Silence.
The kind that follows when gods are too afraid to speak.The divine realm — once a place of crystalline beauty — lay in ruin. Broken halos drifted through a sky veiled in ash and fragments of shattered light. The once-golden clouds had turned gray, rippling under the weight of divine guilt.
At the center of it all, Arthur Virelith knelt within the crater left by the Seal of Eternity. His armor was cracked, his blade splintered — yet even kneeling, he radiated a quiet majesty. The shadows that once obeyed him lingered faintly, curling like dying embers.
The Goddess of Light approached first, her voice trembling. "It's over."
Arthur lifted his gaze, and for a heartbeat, she faltered. His eyes — cold silver, unblinking — reflected not rage, but disappointment.
"Over?" he repeated softly. "You think your betrayal marks an end?"
The God of Storms stepped forward, lightning still dancing along his shattered form. "You left us no choice. Your power was too great. Had we let you live, you would have unmade the world itself."
Arthur's voice carried through the silence like steel drawn from a scabbard.
"And yet, without me, you will unmake it far faster."
The God of Flame clenched his fists. "Blame your arrogance! You believed yourself above the pantheon. We merely restored balance!"
Arthur's head tilted slightly. "Balance," he echoed, his tone unreadable. "Balance forged through fear, sealed by envy. You mistake cowardice for order."
The light around him dimmed. The gods exchanged wary glances — even chained and weakened, his presence pressed upon them like the weight of eternity.

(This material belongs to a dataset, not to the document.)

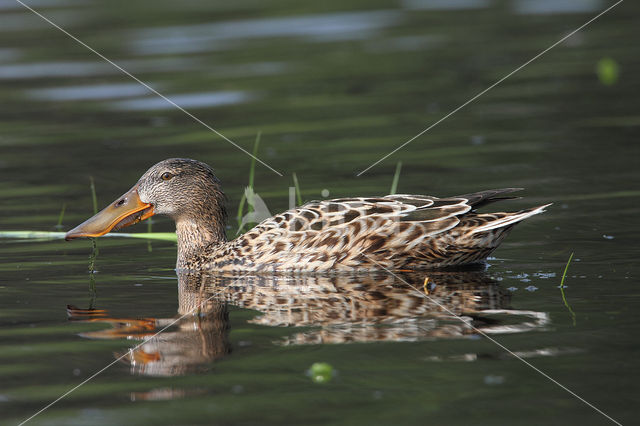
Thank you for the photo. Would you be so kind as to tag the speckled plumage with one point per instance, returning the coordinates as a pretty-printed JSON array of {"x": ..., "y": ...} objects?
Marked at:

Then, the Goddess of Light raised her staff. "You will be sealed beyond time — forgotten by mortals, erased from the records of heaven. The name Arthur Virelith will fade from all existence."
Arthur's gaze steadied on her. "Then you have already lost."
The air stilled.
"Erase my name," he continued, his voice deepening, echoing across the broken skies. "Bury my deeds. Let my art rot in your false history. Yet know this — shadows do not die. They wait."
The seals tightened. Chains of light lanced through his body, pinning him to the ground. His form began to fracture, not like flesh, but like glass under divine flame.
Still, he did not scream. He simply closed his eyes, and for the first time, a faint smile touched his lips.
"Five thousand years," he murmured, his words becoming mist. "That is all the mercy I grant you."
The gods recoiled. The very air trembled, as if the world itself feared the weight of his vow.
Arthur's fading form began to rise, not in defiance, but in inevitability. The shadows at his feet surged once more, wrapping around his dissolving body like a cloak.
"When your temples turn to ash," he said, his voice resonating across eternity, "and your stars forget to shine—""—remember that the shadow you feared will be the last thing you see."
A deafening pulse followed — not light, not darkness, but something beyond both.
The heavens eclipsed.
A black sun rose over the divine realm, swallowing light and divinity alike. The gods screamed, shielding their eyes, but the eclipse burned into the fabric of existence — a mark that would never fade.
When it was over, Arthur Virelith was gone. Only his broken blade remained, half-buried in the scorched marble of the Celestial Hall.
The gods stood in silence, none daring to speak. The Goddess of Light finally whispered, her voice trembling, "Seal the record. None must know his name."
But even as they turned away, none noticed the faint thread of shadow that slithered into the mortal world — a single spark of divine essence, drifting downward like a dying star.
It fell for centuries, through layers of forgotten realms, until it touched earth — and found a newborn child beneath a silver moon, whose cry echoed like the whisper of old gods.
That night, the moon was eclipsed.
And thus began the age of silence — until the shadow chose to rise again.